Yurtdışında çalışmak istiyor ve nereden başlayacağını bilmek istiyorsan benim o yoldan nasıl geçtiğimi anlattığım bu yazıyı okuyabilirsin.
2017 yılının ikinci yarısında yerleştiğim, yeni evim yeni şehrim, daha önce yaşamak için aklımda olmayan tropikal cennet Bangkok'a çalışmak için yerleşme hikayem.
Tam da geçtiğimiz ay Bangkok‘taki 3. yılıma girmişken Bangkok maceramın nasıl başladığını anlatmak güzel bir rastlantı oldu. Geçen ay yayınladığım Şangay yazımı okuduysanız Şangay’dan sonra direk Bangkok’a geldiğimi düşünebilirsiniz. İkisi arasına bir seneden biraz daha uzun bir süreliğine İstanbul' kattım. Nasıl mı? Aşağıda açıklayayım, buyurun.
Bangkok maceramın özü Şangay’daki mastır dönemime dayanıyor esasında. Gerek Çin’de hayatta kalmaya çalışma koşulları olsun (kendi çapında bir Survivor programı) gerek 40’tan fazla farklı ülkeden mastır öğrencisi ile 1 sene geçirip farklı kültürleri tanıyarak ufkumun açılması olsun, gerekse aldığım otantik derslerin ve hocaların bana kattığı farklı bakış açıları olsun sadece mastırın başlamasından birkaç ay sonrasında Türkiye’ye dönmeme kararı aldım. Türkiye’ye dönersem daha staj zamanında ayak uyduramadığım kafa yapısına şimdi tamamen karşı olacaktım ve bu beni içten içe bitirecekti.

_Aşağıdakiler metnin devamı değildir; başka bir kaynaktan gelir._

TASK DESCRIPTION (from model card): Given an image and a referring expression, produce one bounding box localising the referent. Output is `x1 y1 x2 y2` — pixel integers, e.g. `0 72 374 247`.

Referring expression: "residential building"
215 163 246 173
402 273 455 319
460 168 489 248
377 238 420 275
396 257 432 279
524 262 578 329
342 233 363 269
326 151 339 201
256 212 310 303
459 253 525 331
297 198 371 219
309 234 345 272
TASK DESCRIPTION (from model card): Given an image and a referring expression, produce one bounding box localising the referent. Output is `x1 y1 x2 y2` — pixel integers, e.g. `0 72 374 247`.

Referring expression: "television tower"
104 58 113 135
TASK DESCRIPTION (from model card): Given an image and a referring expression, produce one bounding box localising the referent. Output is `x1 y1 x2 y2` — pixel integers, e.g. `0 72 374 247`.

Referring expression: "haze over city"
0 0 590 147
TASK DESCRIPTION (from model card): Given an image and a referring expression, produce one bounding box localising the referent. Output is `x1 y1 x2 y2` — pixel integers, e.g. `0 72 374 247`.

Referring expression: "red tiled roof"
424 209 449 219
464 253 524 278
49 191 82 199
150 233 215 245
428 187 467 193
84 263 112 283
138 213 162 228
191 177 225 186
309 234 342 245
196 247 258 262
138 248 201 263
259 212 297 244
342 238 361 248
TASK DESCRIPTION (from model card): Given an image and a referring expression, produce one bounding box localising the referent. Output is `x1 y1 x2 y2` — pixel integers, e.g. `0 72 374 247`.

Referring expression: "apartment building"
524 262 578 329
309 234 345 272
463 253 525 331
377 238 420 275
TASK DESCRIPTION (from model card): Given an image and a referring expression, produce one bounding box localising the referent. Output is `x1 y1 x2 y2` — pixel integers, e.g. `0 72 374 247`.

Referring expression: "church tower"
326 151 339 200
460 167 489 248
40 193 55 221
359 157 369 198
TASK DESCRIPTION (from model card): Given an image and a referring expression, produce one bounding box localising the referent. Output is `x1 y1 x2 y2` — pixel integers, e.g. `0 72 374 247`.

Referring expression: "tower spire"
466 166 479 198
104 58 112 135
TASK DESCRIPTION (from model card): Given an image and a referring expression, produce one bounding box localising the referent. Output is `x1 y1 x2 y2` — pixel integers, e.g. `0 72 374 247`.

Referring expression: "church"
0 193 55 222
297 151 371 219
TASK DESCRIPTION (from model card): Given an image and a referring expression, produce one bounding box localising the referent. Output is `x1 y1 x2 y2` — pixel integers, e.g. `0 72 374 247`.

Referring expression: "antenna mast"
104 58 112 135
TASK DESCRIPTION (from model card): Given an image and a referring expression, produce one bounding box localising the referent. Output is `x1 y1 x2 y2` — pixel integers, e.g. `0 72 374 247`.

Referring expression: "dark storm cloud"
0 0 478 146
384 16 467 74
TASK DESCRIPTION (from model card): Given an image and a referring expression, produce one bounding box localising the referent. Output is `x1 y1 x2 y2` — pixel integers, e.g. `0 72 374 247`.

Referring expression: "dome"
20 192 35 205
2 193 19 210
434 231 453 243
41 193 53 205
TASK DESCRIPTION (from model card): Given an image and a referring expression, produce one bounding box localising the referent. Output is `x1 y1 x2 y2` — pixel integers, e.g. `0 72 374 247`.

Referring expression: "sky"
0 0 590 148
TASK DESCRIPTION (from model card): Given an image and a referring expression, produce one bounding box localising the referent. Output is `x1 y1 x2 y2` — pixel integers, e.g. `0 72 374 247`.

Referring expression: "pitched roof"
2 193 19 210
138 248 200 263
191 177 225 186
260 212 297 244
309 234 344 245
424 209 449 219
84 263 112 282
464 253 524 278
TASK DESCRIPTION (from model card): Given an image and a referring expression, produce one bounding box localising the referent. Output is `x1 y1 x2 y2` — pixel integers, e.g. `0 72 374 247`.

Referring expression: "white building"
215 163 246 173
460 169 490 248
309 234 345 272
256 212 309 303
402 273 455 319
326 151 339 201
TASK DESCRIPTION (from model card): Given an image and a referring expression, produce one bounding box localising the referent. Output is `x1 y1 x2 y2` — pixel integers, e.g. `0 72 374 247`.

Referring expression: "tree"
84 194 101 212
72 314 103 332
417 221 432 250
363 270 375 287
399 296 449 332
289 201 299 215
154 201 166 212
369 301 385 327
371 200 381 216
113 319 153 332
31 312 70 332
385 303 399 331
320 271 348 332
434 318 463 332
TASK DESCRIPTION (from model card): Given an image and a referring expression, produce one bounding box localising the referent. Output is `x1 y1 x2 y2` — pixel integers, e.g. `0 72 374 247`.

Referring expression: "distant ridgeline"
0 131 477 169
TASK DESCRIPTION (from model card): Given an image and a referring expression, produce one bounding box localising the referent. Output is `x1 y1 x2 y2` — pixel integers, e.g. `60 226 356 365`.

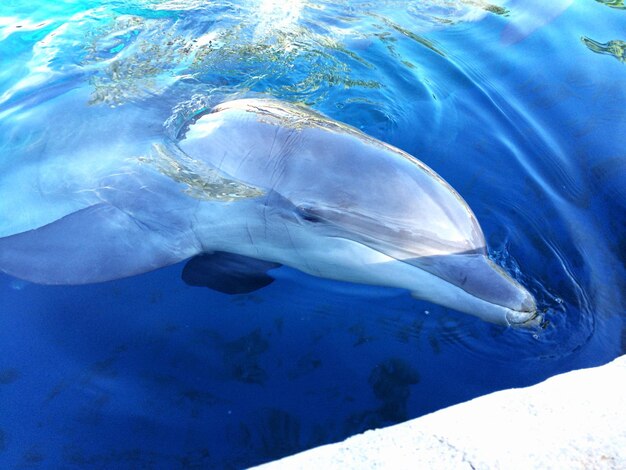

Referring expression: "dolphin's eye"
296 206 322 223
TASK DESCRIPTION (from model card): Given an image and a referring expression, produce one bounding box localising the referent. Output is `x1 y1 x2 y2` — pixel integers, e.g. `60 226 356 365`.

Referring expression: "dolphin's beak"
410 253 539 327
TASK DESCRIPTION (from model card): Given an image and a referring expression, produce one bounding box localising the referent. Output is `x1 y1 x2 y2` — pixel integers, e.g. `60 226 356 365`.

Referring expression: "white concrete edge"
256 356 626 470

O kısa süre içerisinde fark edecektim ki aynı düşüncelere sahip olduğum Türkiye’deki arkadaşlarımdan daha farklı düşünür olmuş ve hatta neredeyse fikir paylaşamaz olmuştum. Tüm bu öğrendiğim, deneyimlediğim farklı hayatlar, bakış açıları ve kültürler bana dünyaya, yaşama, hayatıma, geleceğe, geleceğime daha farklı bakmayı öğretti. Çin’deki 1 senemi anlattığım önümüzdeki ay yayınlayacağım yazımda bu bahsimi daha detaylı okuyabilirsiniz.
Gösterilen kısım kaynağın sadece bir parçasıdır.